Thread: pgsql: Fix a possibility of logical replication slot's restart_lsn goin

pgsql: Fix a possibility of logical replication slot's restart_lsn goin

From
Masahiko Sawada
Date:
Fix a possibility of logical replication slot's restart_lsn going backwards.

Previously LogicalIncreaseRestartDecodingForSlot() accidentally
accepted any LSN as the candidate_lsn and candidate_valid after the
restart_lsn of the replication slot was updated, so it potentially
caused the restart_lsn to move backwards.

A scenario where this could happen in logical replication is: after a
logical replication restart, based on previous candidate_lsn and
candidate_valid values in memory, the restart_lsn advances upon
receiving a subscriber acknowledgment. Then, logical decoding restarts
from an older point, setting candidate_lsn and candidate_valid based
on an old RUNNING_XACTS record. Subsequent subscriber acknowledgments
then update the restart_lsn to an LSN older than the current value.

In the reported case, after WAL files were removed by a checkpoint,
the retreated restart_lsn prevented logical replication from
restarting due to missing WAL segments.

This change essentially modifies the 'if' condition to 'else if'
condition within the function. The previous code had an asymmetry in
this regard compared to LogicalIncreaseXminForSlot(), which does
almost the same thing for different fields.

The WAL removal issue was reported by Hubert Depesz Lubaczewski.

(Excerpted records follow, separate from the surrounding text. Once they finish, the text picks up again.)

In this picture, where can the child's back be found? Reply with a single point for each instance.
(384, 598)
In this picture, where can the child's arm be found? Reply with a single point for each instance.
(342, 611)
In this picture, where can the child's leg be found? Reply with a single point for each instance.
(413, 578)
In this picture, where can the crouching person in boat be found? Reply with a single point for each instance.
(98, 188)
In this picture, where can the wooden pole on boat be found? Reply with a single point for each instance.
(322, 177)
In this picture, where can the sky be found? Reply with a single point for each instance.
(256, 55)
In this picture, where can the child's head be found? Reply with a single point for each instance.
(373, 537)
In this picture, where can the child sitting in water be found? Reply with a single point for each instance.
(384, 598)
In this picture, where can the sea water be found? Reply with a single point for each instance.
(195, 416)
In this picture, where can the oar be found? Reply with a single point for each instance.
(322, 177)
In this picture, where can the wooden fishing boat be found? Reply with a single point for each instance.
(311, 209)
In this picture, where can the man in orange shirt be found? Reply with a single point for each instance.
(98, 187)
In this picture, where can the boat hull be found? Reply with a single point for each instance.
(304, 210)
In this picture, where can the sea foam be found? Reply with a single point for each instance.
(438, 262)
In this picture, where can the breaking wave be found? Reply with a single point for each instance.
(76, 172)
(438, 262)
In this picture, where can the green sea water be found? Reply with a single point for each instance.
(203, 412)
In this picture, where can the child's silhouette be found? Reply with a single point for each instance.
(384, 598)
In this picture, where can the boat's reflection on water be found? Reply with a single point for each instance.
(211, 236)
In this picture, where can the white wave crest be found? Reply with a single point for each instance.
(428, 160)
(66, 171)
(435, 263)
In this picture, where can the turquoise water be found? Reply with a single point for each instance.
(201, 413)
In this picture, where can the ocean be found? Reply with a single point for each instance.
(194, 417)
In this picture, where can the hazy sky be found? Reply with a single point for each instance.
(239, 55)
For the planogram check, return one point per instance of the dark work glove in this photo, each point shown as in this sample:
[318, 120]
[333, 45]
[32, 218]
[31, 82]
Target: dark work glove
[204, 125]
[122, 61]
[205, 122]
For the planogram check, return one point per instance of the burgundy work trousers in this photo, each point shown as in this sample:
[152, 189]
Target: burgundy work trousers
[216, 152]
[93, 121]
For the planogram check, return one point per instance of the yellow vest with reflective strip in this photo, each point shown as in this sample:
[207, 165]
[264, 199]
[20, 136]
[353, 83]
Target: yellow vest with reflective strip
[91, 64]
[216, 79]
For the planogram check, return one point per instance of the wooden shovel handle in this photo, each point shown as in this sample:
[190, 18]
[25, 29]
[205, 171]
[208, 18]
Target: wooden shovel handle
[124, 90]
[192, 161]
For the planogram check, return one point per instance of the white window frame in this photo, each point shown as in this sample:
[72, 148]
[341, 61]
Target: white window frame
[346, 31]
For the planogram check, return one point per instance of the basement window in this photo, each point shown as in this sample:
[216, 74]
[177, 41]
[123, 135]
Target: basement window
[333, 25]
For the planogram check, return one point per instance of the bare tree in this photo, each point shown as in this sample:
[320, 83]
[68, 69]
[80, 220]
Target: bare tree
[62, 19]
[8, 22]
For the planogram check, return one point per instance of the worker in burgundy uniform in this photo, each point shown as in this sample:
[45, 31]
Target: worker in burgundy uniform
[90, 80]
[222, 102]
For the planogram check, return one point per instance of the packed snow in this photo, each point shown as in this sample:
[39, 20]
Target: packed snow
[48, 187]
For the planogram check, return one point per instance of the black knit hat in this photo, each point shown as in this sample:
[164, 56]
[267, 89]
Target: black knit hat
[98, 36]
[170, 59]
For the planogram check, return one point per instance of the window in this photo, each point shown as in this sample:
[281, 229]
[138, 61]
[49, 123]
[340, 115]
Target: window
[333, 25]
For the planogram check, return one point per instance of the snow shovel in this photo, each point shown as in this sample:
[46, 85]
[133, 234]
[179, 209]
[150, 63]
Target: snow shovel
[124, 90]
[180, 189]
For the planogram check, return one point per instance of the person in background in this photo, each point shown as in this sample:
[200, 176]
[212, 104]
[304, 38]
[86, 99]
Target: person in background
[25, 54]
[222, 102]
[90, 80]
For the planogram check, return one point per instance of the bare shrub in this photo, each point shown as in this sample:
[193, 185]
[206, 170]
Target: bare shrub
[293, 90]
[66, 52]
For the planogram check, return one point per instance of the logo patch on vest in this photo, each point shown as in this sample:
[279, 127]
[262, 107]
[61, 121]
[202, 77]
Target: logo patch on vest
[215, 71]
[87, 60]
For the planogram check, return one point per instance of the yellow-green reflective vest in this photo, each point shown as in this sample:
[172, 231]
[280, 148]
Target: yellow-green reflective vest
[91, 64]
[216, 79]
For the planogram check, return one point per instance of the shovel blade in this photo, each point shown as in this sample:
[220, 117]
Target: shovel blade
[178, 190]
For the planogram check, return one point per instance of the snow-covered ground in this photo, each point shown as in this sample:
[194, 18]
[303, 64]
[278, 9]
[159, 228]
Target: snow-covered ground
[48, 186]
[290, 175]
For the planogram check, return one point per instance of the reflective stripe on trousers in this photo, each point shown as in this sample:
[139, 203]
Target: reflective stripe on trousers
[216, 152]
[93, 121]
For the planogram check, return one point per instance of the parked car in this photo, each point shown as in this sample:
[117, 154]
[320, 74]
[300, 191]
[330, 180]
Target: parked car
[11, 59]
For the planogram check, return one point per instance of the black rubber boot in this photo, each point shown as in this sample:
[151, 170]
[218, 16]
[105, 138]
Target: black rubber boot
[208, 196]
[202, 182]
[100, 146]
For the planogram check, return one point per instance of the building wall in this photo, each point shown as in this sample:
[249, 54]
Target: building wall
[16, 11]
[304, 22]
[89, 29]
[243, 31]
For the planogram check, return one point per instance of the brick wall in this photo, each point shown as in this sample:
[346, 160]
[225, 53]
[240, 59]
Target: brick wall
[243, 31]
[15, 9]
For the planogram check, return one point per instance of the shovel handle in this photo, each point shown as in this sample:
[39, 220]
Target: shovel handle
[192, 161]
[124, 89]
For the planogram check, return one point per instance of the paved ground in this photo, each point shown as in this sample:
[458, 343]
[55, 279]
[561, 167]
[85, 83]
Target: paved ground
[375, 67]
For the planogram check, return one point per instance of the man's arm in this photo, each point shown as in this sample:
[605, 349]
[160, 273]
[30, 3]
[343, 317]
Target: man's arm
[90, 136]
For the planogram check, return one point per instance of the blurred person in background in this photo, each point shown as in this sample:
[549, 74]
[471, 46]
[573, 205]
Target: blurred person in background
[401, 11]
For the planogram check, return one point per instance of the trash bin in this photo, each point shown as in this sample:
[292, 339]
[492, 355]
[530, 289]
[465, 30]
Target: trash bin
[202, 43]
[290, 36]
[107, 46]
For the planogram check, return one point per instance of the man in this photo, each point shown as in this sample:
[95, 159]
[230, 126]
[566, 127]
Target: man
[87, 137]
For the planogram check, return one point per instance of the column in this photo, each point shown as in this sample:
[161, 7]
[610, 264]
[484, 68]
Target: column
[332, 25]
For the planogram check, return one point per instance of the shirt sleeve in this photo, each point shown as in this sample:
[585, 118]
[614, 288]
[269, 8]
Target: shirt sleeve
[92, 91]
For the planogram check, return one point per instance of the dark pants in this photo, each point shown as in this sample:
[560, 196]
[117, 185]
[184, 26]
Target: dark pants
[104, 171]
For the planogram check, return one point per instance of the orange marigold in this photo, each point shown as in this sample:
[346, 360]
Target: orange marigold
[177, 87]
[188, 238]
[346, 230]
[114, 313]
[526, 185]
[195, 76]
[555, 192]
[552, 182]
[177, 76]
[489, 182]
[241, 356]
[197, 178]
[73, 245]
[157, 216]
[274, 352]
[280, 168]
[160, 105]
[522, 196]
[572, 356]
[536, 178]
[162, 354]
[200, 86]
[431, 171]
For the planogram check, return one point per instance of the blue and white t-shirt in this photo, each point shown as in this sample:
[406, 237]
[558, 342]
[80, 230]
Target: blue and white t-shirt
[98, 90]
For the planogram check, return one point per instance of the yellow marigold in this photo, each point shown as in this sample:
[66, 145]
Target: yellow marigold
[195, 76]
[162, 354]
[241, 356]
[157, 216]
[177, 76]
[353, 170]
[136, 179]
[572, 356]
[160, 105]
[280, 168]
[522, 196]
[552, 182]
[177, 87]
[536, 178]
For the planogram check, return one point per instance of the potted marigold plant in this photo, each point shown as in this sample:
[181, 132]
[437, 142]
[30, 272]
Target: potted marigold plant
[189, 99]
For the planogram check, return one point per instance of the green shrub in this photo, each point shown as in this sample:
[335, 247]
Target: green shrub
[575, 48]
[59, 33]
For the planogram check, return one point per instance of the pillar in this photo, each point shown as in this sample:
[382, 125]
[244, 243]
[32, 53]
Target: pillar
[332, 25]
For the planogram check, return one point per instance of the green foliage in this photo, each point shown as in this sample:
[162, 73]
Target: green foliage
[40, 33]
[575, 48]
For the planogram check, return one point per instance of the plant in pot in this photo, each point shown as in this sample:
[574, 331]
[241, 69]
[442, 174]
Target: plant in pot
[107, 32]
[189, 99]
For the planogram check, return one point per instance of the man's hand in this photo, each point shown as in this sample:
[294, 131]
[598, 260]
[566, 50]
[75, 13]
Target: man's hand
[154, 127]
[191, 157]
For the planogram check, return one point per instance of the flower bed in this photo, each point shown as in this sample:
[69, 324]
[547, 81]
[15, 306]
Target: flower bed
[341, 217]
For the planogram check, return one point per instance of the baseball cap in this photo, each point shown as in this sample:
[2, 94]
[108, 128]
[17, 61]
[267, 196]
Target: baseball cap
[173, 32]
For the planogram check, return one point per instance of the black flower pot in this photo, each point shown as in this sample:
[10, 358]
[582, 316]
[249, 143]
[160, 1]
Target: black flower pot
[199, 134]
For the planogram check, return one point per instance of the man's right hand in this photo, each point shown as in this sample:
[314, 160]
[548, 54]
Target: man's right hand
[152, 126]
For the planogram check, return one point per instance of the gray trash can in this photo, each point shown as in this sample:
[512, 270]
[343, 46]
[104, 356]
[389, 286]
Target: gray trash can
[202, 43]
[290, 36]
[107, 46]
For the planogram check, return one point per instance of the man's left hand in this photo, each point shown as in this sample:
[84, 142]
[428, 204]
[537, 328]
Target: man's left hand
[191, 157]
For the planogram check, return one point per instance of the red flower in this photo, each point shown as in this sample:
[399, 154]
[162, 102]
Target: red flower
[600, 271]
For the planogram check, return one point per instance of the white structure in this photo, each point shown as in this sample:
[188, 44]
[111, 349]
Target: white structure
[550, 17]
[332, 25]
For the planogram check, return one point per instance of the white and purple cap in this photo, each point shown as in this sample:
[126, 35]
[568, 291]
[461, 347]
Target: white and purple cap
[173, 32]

Backpatch to all supported versions, since the bug exists since 9.4
where logical decoding was introduced.

Reviewed-by: Tomas Vondra, Ashutosh Bapat, Amit Kapila
Discussion: https://postgr.es/m/Yz2hivgyjS1RfMKs%40depesz.com
Discussion: https://postgr.es/m/85fff40e-148b-4e86-b921-b4b846289132%40vondra.me
Backpatch-through: 13

Branch
------
REL_14_STABLE

Details
-------
https://git.postgresql.org/pg/commitdiff/26c4e896869093f07e9acb982f71bb3c4dae5901

Modified Files
--------------
src/backend/replication/logical/logical.c | 4 +++-
1 file changed, 3 insertions(+), 1 deletion(-)